24 July 2012

Les sangliers - 3ème partie

 Sophie se laisse glisser sur le sol. Elle a besoin de peser ses options. Rester seule ici? Elle ne s'en sent pas le courage. Rentrer chez elle? Ça ne lui apporterait rien. Vérifier les autres appartements?
La porte du garage grince. Sophie arrête ses pensées et se concentre pour écouter. "Pourvu qu'ils puissent sortir à temps" se dit-elle. Silence dans le couloir, elle se détend un peu.
Un bruit sourd résonne, c'est l'ascenseur qui descend. "Oh non s'il vous plait". Elle qui s'est toujours cru athéiste se surprend à implorer un être divin. Les portes de la voiture claquent. Le moteur se met en marche. Elle entend le bip, et devine que la voiture recule. Dans quelque secondes ils seront partis.
C’est alors que résonne le fracas des vitres qui explosent. Tandis que la voiture sortait de son abri, le tueur attendait patiemment sur le côté. Il touche les parents en pleine tête. Le hurlement des garçons fait écho dans le vieux bâtiment. D'autres coups de feu et c’est le silence complet. Assisse par terre Sophie se met en boule instinctivement. Elle prie pour que ça s'arrête. Elle va se réveiller,  se rendre compte que ça n'était qu'un mauvais cauchemar. C'est ça, ça doit être un mauvais cauchemar. Le réveil sonne.

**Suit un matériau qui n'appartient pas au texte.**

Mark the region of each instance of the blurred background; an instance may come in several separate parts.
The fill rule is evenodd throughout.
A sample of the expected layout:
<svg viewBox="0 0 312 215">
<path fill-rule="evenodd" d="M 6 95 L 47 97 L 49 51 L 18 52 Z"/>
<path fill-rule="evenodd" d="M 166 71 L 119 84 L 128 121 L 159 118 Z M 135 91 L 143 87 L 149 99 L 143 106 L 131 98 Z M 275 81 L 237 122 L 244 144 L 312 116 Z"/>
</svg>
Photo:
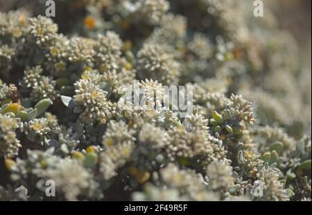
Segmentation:
<svg viewBox="0 0 312 215">
<path fill-rule="evenodd" d="M 72 0 L 76 1 L 77 0 Z M 238 0 L 245 1 L 245 0 Z M 311 38 L 311 0 L 263 0 L 277 16 L 280 27 L 290 30 L 301 47 L 310 47 Z M 21 7 L 34 15 L 44 14 L 45 0 L 0 0 L 0 11 L 16 10 Z M 309 44 L 309 46 L 307 46 Z"/>
</svg>

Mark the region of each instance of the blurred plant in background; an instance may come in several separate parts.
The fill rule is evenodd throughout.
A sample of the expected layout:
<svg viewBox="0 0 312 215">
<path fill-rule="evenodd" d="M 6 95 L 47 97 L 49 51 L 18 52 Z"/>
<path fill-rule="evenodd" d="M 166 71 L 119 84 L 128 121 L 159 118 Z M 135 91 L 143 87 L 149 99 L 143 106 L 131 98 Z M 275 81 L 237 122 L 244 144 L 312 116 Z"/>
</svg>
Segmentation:
<svg viewBox="0 0 312 215">
<path fill-rule="evenodd" d="M 311 200 L 311 37 L 275 3 L 55 3 L 0 1 L 0 200 Z M 146 106 L 193 86 L 193 113 L 121 109 L 135 80 Z"/>
</svg>

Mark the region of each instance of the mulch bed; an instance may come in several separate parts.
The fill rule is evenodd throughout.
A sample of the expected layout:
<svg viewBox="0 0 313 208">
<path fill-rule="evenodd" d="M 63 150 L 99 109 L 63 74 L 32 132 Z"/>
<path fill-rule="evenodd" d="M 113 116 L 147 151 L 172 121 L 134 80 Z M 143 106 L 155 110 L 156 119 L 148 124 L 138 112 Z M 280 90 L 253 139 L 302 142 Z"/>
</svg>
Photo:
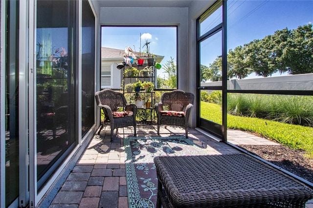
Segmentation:
<svg viewBox="0 0 313 208">
<path fill-rule="evenodd" d="M 313 183 L 313 159 L 305 152 L 282 145 L 239 145 L 239 146 L 304 179 Z"/>
</svg>

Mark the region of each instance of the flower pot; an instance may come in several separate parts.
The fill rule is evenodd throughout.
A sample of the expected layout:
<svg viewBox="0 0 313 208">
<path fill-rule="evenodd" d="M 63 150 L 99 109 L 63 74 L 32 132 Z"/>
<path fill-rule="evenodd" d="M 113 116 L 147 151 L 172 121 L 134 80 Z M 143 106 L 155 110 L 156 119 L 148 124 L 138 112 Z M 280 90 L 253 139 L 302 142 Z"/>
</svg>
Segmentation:
<svg viewBox="0 0 313 208">
<path fill-rule="evenodd" d="M 143 105 L 143 101 L 142 100 L 135 101 L 135 104 L 137 107 L 142 107 L 142 106 Z"/>
<path fill-rule="evenodd" d="M 133 77 L 133 72 L 128 71 L 126 75 L 127 75 L 127 77 Z"/>
<path fill-rule="evenodd" d="M 151 107 L 151 102 L 146 102 L 146 108 Z"/>
<path fill-rule="evenodd" d="M 142 71 L 142 76 L 144 77 L 149 77 L 149 71 Z"/>
<path fill-rule="evenodd" d="M 147 60 L 148 61 L 148 65 L 152 66 L 155 64 L 155 59 L 154 58 L 149 58 Z"/>
<path fill-rule="evenodd" d="M 143 64 L 143 61 L 144 60 L 142 59 L 139 59 L 138 60 L 138 65 L 142 65 Z"/>
<path fill-rule="evenodd" d="M 151 92 L 152 91 L 152 88 L 151 86 L 145 86 L 145 92 Z"/>
<path fill-rule="evenodd" d="M 133 87 L 132 86 L 129 86 L 126 87 L 126 92 L 133 92 Z"/>
<path fill-rule="evenodd" d="M 135 87 L 135 92 L 140 92 L 140 87 Z"/>
</svg>

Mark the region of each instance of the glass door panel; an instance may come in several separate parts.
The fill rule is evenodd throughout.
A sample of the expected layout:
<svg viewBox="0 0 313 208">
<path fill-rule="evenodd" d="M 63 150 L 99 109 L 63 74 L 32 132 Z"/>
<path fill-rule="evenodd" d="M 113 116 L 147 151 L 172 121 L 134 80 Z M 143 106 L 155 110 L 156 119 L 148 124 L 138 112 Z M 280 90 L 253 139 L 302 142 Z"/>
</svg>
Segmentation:
<svg viewBox="0 0 313 208">
<path fill-rule="evenodd" d="M 19 197 L 19 1 L 7 3 L 5 83 L 5 207 Z M 2 138 L 1 138 L 2 139 Z"/>
<path fill-rule="evenodd" d="M 222 30 L 199 43 L 200 127 L 222 136 Z"/>
<path fill-rule="evenodd" d="M 62 162 L 75 142 L 72 69 L 73 28 L 71 2 L 39 0 L 37 4 L 36 119 L 38 188 Z"/>
</svg>

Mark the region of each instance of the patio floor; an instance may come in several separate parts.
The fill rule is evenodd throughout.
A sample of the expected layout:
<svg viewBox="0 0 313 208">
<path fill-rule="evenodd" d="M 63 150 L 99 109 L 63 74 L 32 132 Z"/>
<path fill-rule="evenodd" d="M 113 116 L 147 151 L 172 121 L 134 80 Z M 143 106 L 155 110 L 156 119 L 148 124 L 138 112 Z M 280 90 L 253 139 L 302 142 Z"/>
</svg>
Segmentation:
<svg viewBox="0 0 313 208">
<path fill-rule="evenodd" d="M 120 208 L 128 207 L 123 138 L 134 135 L 132 127 L 120 128 L 110 142 L 110 127 L 105 126 L 100 135 L 95 135 L 81 155 L 49 208 Z M 116 134 L 114 130 L 114 135 Z M 184 135 L 179 127 L 164 125 L 160 136 Z M 138 125 L 138 137 L 156 136 L 156 125 Z M 239 151 L 223 142 L 211 139 L 198 130 L 189 128 L 189 138 L 196 144 L 204 144 L 208 154 L 232 154 Z M 268 141 L 241 131 L 227 131 L 228 141 L 234 145 L 272 145 Z M 313 201 L 306 207 L 313 208 Z"/>
</svg>

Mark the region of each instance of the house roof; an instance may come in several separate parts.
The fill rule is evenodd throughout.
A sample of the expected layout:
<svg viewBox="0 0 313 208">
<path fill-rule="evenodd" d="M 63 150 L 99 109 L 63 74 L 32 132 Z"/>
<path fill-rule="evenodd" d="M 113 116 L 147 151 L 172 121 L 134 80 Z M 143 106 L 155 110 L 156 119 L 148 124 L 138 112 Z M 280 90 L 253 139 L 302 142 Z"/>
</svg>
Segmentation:
<svg viewBox="0 0 313 208">
<path fill-rule="evenodd" d="M 101 58 L 122 58 L 124 53 L 124 49 L 117 49 L 115 48 L 101 47 Z"/>
<path fill-rule="evenodd" d="M 134 52 L 135 54 L 136 52 Z M 116 48 L 101 47 L 101 59 L 105 60 L 122 59 L 123 54 L 125 53 L 124 49 L 117 49 Z M 155 54 L 155 58 L 157 62 L 161 62 L 164 58 L 163 56 Z"/>
</svg>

C'est son téléphone fixe qui lui sert de réveil. Elle entend la sonnerie à travers le mur. Son répondeur se met en marche. Elle a confondu les sonneries. "Merde" lance-t-elle dans le vide. A peine le mot s'est-il écrasé sur le parquet qu'elle entend qu'on court dans l'escalier. La porte de service claque bruyamment contre le mur. Un coup de pistolet. Sa porte éclate. Elle ne peut s'empêcher de se relever pour regarder par le Judas. Elle le voit donner un coup de pied dans les débris pour rentrer chez elle. Elle ne se souvient pas l'avoir déjà croisé. Il a un beau profil, la quarantaine, plutôt musclé, le genre d’homme à qui elle ferait les yeux doux dans un bar. Il passe de pièces en pièces, la salle, la cuisine, la salle de bain, la chambre, fait claquer les portes des placards. Elle imagine ses mains pleines de sang faisant valser ses affaires dans la penderie; tachant le lit blanc alors qu'il se baisse pour regarder dessous.
A cet instant, instinctivement elle ouvre la porte. Elle sait où il est, c’est le meilleur moment pour bouger se dit-elle. Elle pose un pied sur le carrelage, glisse le long du mur sans perdre de vue sa porte d'entrée, la dépasse pour aller jusqu'à l’autre bout du couloir. Si les voisins sont là, elle a une chance, sinon son sang risque bien de se mêler au tapis rouge qui couvre le sol. 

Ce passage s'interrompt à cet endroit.